Late editor saw historic changes
The late Jim Beebe helped guide the Whitehorse Star through one of the territory's most noteworthy times in recent history.
The late Jim Beebe helped guide the Whitehorse Star through one of the territory's most noteworthy times in recent history.
Beebe, who died unexpectedly March 19 in Victoria at the age of 62, first took over as editor for a brief period in the early 1970s.
It was during his return to the helm from 1978 to the spring of 1982 that Beebe and Star staff reported on dramatic and everlasting changes to the territory's landscape and its social fabric.
It was under Beebe's watch in 1979 that the Dempster Highway was opened, piercing through mountains and slicing across tundra like nowhere else in the Western Hemisphere.

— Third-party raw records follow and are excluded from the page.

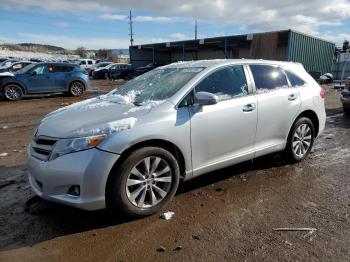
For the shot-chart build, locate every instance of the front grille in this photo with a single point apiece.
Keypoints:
(41, 147)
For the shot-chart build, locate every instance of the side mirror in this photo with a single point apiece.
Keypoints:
(205, 98)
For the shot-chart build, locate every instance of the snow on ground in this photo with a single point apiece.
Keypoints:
(36, 55)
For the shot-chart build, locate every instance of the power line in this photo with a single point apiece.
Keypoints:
(131, 33)
(195, 29)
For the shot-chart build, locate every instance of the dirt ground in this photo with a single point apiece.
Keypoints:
(228, 215)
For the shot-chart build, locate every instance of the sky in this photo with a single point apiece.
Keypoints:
(96, 24)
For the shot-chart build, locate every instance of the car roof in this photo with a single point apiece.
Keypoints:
(218, 62)
(56, 64)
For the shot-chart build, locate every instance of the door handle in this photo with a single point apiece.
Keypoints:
(292, 97)
(249, 107)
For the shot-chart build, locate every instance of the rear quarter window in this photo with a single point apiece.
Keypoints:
(268, 77)
(294, 80)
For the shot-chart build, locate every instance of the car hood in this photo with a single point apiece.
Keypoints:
(101, 115)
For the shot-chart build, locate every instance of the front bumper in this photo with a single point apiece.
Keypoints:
(88, 169)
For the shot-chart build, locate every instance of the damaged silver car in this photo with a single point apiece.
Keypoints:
(128, 150)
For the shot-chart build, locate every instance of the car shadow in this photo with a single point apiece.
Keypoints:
(27, 220)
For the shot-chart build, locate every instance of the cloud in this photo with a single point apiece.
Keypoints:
(62, 24)
(179, 36)
(87, 42)
(309, 16)
(139, 18)
(113, 17)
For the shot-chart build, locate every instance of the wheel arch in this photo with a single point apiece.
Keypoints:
(310, 114)
(15, 83)
(77, 80)
(167, 145)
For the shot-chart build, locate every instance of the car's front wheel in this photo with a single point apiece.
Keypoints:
(347, 111)
(143, 183)
(300, 140)
(13, 92)
(76, 88)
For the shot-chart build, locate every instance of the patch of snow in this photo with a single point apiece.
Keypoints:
(109, 128)
(6, 74)
(167, 215)
(145, 106)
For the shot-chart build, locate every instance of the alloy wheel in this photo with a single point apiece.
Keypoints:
(77, 89)
(302, 140)
(13, 92)
(149, 182)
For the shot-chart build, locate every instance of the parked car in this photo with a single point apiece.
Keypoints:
(8, 62)
(44, 78)
(143, 69)
(128, 150)
(120, 71)
(102, 72)
(97, 66)
(15, 66)
(345, 98)
(326, 78)
(86, 63)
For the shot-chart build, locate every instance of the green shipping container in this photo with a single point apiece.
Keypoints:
(315, 54)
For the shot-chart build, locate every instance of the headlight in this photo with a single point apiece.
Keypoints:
(67, 146)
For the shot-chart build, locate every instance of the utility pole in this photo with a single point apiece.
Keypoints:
(131, 33)
(195, 29)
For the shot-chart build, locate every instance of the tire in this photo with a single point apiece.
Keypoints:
(300, 140)
(127, 195)
(346, 111)
(13, 92)
(76, 88)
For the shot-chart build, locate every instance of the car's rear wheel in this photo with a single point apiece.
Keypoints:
(300, 140)
(143, 183)
(13, 92)
(76, 88)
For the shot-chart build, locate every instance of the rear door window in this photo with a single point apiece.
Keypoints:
(40, 70)
(62, 69)
(267, 77)
(226, 83)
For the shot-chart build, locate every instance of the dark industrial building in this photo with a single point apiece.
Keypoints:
(314, 53)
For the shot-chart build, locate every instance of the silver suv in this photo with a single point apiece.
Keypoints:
(128, 150)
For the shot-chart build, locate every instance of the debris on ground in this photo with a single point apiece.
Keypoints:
(330, 136)
(161, 249)
(288, 243)
(66, 103)
(295, 229)
(36, 205)
(243, 178)
(196, 237)
(167, 215)
(5, 183)
(178, 248)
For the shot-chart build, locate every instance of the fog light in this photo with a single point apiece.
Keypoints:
(74, 191)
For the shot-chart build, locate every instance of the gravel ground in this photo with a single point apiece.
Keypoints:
(227, 215)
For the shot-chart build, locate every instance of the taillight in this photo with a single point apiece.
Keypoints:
(322, 93)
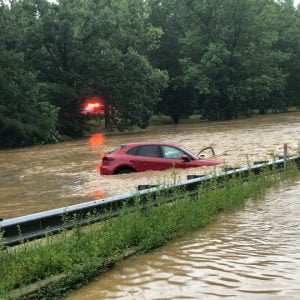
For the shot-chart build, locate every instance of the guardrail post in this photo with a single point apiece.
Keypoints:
(284, 157)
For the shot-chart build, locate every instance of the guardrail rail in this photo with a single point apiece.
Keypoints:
(22, 229)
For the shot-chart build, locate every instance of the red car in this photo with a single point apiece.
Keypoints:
(139, 157)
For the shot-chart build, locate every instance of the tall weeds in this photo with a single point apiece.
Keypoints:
(85, 252)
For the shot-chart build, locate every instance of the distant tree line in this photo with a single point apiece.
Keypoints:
(224, 58)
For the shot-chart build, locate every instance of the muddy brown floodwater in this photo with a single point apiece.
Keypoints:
(251, 254)
(51, 176)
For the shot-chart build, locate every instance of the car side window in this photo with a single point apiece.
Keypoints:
(133, 151)
(149, 151)
(171, 152)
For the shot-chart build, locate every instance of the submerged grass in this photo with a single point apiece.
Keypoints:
(86, 253)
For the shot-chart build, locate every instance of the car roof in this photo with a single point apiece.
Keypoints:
(149, 143)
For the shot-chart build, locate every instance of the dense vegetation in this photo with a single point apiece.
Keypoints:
(79, 256)
(224, 58)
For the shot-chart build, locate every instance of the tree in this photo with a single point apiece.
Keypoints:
(288, 28)
(178, 99)
(229, 55)
(26, 117)
(96, 48)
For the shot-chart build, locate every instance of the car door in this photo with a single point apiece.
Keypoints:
(149, 157)
(174, 156)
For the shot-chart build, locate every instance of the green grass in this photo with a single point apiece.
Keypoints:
(87, 252)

In a journal-style report, the late editor provided readers with an insight into the ruggedness and beauty of a wilderness witnessed by few until then.
He sat as the boss, but maintained his affection for writing and reporting, with features like his experience on the Dempster to an in-depth view inside the workings of the Whitehorse Copper mine.
As Beebe's seat was just beginning to warm in his second tenure at the Star, the days of governance in the territory underwent a dramatic shift, from a supposedly non-partisan territorial council to party politics.
The Conservatives, since renamed the Yukon Party, were the first to rule.
Then in his mid-30s, Beebe and the staff watched as the sun began to set on the Yukon's relatively prosperous times of the 1970s.
It was an era anchored by the success of the Cyprus Anvil Mining Corp. mine near Faro, Whitehorse Copper and a generally healthy mining industry.
The early 1980s brought devastation to the Yukon's economy.
Jackie Pierce, the Star's owner-publisher, worked alongside Beebe both in the early 1970s and as the advertising manager during his second stint at the newspaper.
Beebe, she said, was in charge during periods of great change for the Yukon.
'He was a fine editor,' she said.
Current editor Jim Butler, who Beebe hired by telephone out of Montreal in 1981 to become the paper's government reporter, said he had immense respect for Beebe's vast knowledge of the territory, his broad network of news contacts and his strong sense of journalism ethics.
'It's incredibly sad that someone with such a sweeping knowledge of the North, and his keen sense of history and tradition of newspapers, has left us while still in the prime of his life, especially as a family man,' Butler said.
Beebe was born in Lincoln, Neb. in 1945 and came to Canada in the 1960s as an anti-Vietnam War activist.
His career as a reporter began with the Toronto Star before he first came to the Yukon in the early 1970s.
Following his departure from the Star in 1982, Beebe went on to work as a communications advisor for what was then the Council for Yukon Indians, and later moved over to the Yukon government.
In 1992, Beebe moved south and began a career as a senior advisor in several ministries with the Province of B.C. over the years.
He is survived by his wife, Lorna Harris, two children and many members of his immediate family.
The Star has had only three editors in the last 29 years Beebe, Massey Padgham, from 1982 to 1988, and Butler, from 1988 to the present.
Padgham now works on the news desk of the Vancouver Sun.